How Many Malaria Vaccinations Are Needed

Mosquirix RTS, S/AS01 (RTS,S) is an approved recombinant malaria vaccine
malaria
by Gerd Altmann
Austin (Precision Vaccinations News)

Over the past two years, malaria has become a vaccine-preventable disease thanks to the approval of two innovative vaccines. 

The World Health Organization (WHO) now recommends that children in certain areas receive four doses of GSK's Mosquirix™ (RTS,S/AS01) malaria vaccine, the world's first approved malaria vaccine.

As of May 2024, Mosquirix is available in African countries but not in the United States.

Because many malaria infections are asymptomatic, researchers conducted a large-scale parasite genotyping phase 2b clinical trial to explore how the vaccine dosing regimen affects efficacy.

These researchers concluded that all tested dosing regimens similarly blocked some infections. This finding, published by The Lancet Infectious Diseases on May 6, 2024, could suggest new strategies for future malaria vaccine development and implementation.

RTS,S is a pre-erythrocytic vaccine based on the Asn-Ala-Asn-Pro repeat and C-terminal regions of the most abundant antigen on the sporozoite surface, the circumsporozoite protein. It is fused with the hepatitis B virus surface antigen and formulated with a liposome-based adjuvant, AS01.

In The Lancet Infectious Diseases, Daniel Neafsey and colleagues conducted a large longitudinal parasite genotyping study (MAL-095) from two follow-up periods of a phase 2b open-label randomized controlled trial (MAL-094).
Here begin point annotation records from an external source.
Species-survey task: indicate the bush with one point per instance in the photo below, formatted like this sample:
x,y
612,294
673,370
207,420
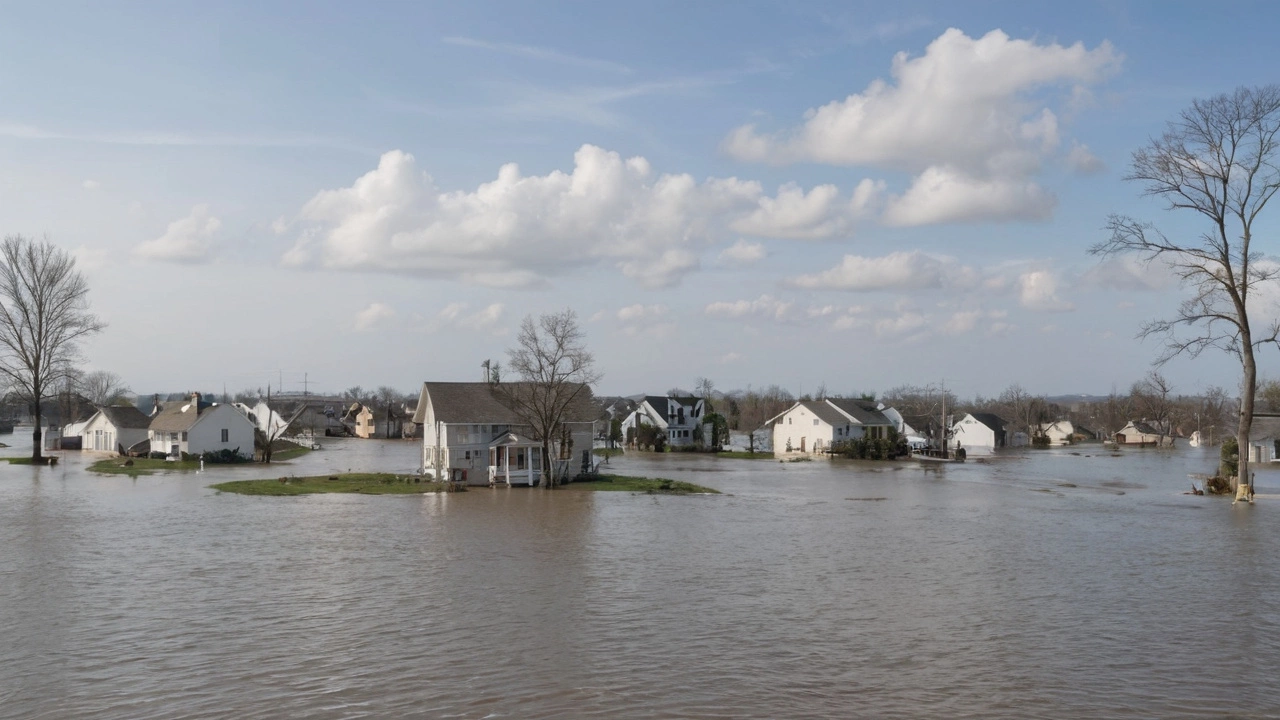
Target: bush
x,y
223,456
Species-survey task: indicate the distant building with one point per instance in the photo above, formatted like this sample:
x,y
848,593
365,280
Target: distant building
x,y
1139,434
471,433
196,427
978,433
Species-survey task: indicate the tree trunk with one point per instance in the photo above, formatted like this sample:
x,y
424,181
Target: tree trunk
x,y
1244,484
37,434
548,481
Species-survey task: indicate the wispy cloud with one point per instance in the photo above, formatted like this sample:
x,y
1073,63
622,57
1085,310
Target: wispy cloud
x,y
22,131
538,54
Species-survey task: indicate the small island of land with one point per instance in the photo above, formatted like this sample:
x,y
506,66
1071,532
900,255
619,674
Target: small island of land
x,y
387,483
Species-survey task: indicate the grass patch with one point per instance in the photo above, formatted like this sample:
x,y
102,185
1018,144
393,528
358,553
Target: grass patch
x,y
652,486
284,450
741,455
141,466
364,483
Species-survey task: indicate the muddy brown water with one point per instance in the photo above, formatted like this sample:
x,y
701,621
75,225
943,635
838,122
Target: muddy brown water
x,y
1038,586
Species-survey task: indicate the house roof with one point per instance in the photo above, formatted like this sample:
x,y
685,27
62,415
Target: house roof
x,y
865,411
126,417
1265,427
995,422
179,415
485,404
823,411
658,404
1144,428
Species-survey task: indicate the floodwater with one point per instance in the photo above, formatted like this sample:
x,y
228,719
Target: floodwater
x,y
1065,583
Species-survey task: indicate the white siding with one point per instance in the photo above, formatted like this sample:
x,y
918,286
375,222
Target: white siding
x,y
973,437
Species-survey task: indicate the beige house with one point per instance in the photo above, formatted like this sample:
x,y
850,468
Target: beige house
x,y
474,434
1141,434
1059,433
195,427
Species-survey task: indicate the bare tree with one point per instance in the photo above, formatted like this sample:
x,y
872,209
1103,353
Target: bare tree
x,y
44,315
103,387
705,388
557,370
1221,160
1152,396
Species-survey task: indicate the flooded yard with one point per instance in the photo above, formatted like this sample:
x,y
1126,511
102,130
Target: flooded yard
x,y
1065,583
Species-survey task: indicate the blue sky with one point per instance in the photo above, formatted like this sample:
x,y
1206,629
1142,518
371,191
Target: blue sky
x,y
860,195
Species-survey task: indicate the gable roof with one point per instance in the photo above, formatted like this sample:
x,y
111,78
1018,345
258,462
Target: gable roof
x,y
1142,427
823,411
181,415
126,417
995,422
484,404
865,411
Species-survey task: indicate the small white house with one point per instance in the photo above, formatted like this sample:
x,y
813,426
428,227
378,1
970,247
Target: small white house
x,y
1139,434
471,433
814,425
114,428
677,417
978,434
1265,438
1059,433
196,427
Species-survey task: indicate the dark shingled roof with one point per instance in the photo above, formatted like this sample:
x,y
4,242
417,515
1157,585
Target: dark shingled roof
x,y
823,411
177,417
863,410
1144,428
487,404
991,420
127,417
658,404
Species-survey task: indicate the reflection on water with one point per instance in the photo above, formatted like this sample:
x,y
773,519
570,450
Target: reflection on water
x,y
1050,584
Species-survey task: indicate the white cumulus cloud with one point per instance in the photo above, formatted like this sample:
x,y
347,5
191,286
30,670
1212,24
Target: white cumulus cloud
x,y
1038,291
187,240
896,270
521,231
743,253
370,317
970,118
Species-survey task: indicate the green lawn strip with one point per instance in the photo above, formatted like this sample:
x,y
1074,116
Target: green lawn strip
x,y
365,483
284,450
740,455
141,465
627,483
The MAL-094 trial tested alternative dosing schedules of RTS,S based on earlier studies in malaria-naive adults that showed higher efficacy when, in a three-dose regimen, the last dose was fractionated to a fifth of the standard dose.

Genotyping indicated that RTS,S vaccination can block infections before the parasite can reach the blood stage.
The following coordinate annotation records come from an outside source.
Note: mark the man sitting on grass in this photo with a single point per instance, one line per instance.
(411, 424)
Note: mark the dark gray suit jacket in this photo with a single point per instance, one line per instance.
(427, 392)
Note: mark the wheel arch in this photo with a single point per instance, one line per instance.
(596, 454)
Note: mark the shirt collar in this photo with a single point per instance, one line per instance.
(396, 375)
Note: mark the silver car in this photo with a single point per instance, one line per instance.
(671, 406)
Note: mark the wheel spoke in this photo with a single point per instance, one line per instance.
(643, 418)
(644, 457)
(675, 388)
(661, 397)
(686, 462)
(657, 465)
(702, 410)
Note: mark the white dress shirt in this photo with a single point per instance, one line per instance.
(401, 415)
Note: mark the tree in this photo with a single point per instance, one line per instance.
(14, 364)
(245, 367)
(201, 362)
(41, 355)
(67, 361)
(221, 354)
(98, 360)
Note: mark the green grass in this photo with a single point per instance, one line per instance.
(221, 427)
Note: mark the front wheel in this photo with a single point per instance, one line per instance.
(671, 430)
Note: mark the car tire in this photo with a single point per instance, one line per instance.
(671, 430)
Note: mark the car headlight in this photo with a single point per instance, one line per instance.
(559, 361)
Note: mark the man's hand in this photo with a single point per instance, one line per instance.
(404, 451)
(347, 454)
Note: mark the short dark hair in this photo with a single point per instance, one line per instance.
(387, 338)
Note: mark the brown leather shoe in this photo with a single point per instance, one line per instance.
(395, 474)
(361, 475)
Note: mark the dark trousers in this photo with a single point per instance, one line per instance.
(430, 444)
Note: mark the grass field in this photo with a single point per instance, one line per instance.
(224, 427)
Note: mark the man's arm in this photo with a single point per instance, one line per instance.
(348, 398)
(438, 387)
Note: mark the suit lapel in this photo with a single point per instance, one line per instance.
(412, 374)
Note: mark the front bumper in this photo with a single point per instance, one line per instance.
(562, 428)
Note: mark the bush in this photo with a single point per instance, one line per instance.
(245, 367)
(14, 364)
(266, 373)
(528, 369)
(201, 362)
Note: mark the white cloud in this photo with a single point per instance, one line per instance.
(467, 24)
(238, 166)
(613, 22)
In 1,500 children aged 5–17 months in Ghana and Kenya, vaccine efficacy against clinical malaria was similar using the standard three total doses or the fractional third dose regimen from either month two or month 7, suggesting flexibility in dosing regimens and intervals.

To better understand the mechanism of RTS,S protective efficacy, Neafsey and colleagues examined asymptomatic infections as vaccine efficacy outcomes.
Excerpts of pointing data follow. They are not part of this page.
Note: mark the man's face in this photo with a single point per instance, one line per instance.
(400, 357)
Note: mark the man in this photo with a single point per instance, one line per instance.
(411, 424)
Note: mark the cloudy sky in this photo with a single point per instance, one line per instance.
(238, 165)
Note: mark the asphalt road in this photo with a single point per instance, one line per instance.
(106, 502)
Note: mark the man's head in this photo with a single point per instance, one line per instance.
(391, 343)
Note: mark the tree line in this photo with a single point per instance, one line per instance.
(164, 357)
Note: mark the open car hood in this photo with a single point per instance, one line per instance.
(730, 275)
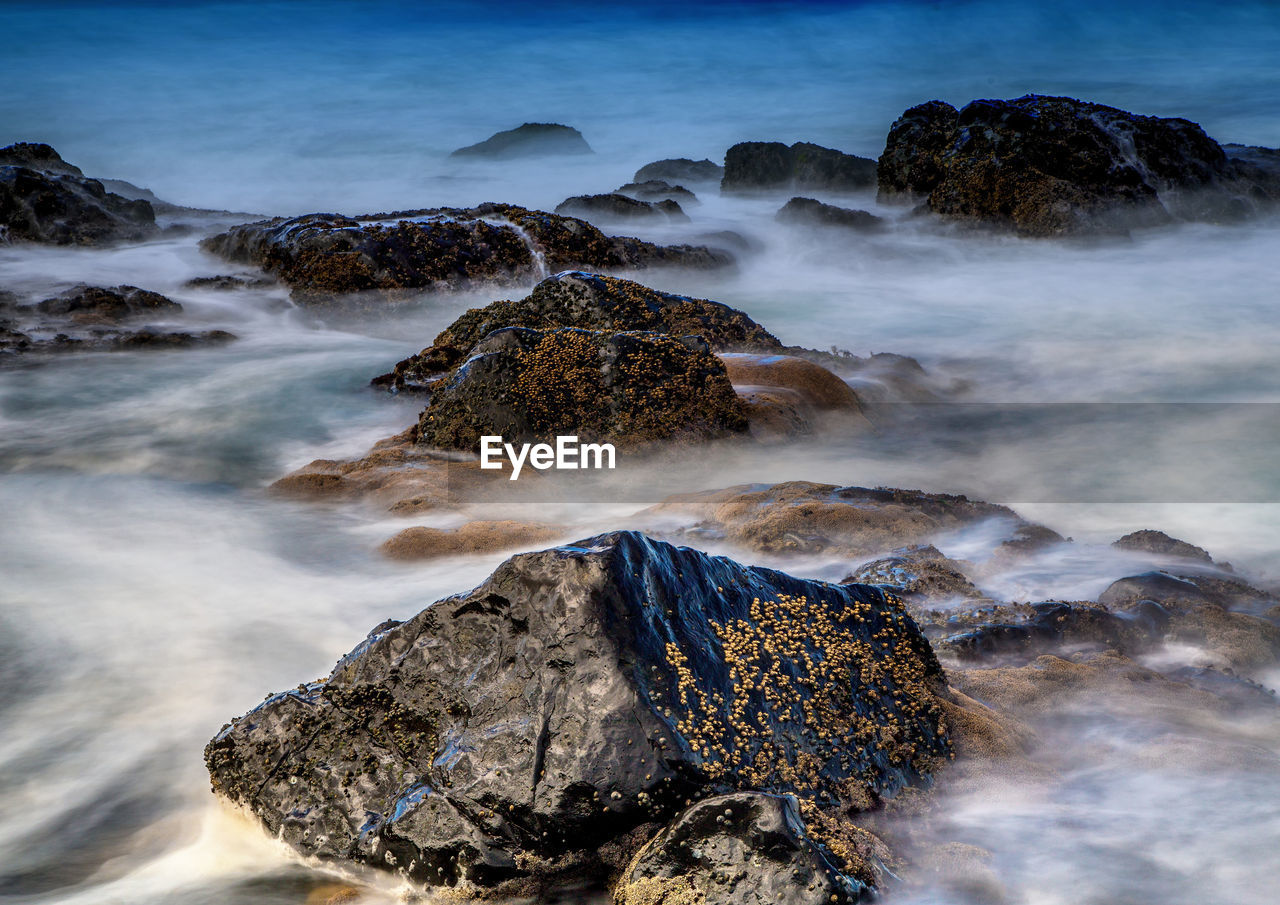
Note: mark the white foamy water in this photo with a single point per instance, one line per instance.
(150, 590)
Genotyping was used to study the time to the first new malaria infection and the number of new malaria infections acquired over time for two follow-up periods.

The molecular detection of new infections as an outcome was done.

The parasite positivity rate by molecular detection was about 3% higher than by microscopic identification (14% [5078/35 456] vs. 11.6% [4115/35 456]).

Notably, there was no difference in protective efficacy with head-to-head comparisons of RTS,S dosing regimens (per protocol set: 37–43%, 95% CI 21–53; exposed set: 25–31%, 9–43%) and the efficacy was significantly different from the control group (p<0·0033).

A full dose at month two did appear to provide more sustained protection than a fractional dose at month 2.

Compared with the control group, the groups that received the RTS,S vaccines had a lower number of new infections (e.g., 2·6–3 vs. 4.1), had reduced risk of polyclonal first infections (p<0·0001), and had a reduction in the maximum number of distinct haplotypes detected in a sample.

The unexpected positive association between infection status at the first vaccination and vaccine efficacy was reported, but future studies are needed to substantiate this association.

Likewise, analyzing over 36,000 samples, there appears to be no difference in vaccine efficacy against the first new infection with 3D7-matched or mismatched strains.

However, individual data suggest that mismatches at specific amino acid residues in the 3D7 circumsporozoite C-terminus (e.g., at amino acid positions 322, 324, and 327) could have resulted in differential vaccine efficacy.

The difficulty in matching haplotypes with vaccine efficacy could also be attributed to the diversity of the circumsporozoite gene. A larger dataset might provide clues for structure-based design for effective vaccine-induced immunity. 

Further immune assays to understand the mechanism of the observed protective efficacy could lead to more effective, longer-lasting malaria vaccines.

Funding for this study was provided by GlaxoSmithKline Biologicals SA, PATH, Bill & Melinda Gates Foundation, and the German Federal Ministry of Education and Research.

In a separate study published by The Lancet in April 2024, three primary doses were effectively deployed in African countries in the phase 3 trial. There was no evidence of the safety signals observed, and introducing the vaccine was associated with substantial reductions in hospital admissions with severe malaria.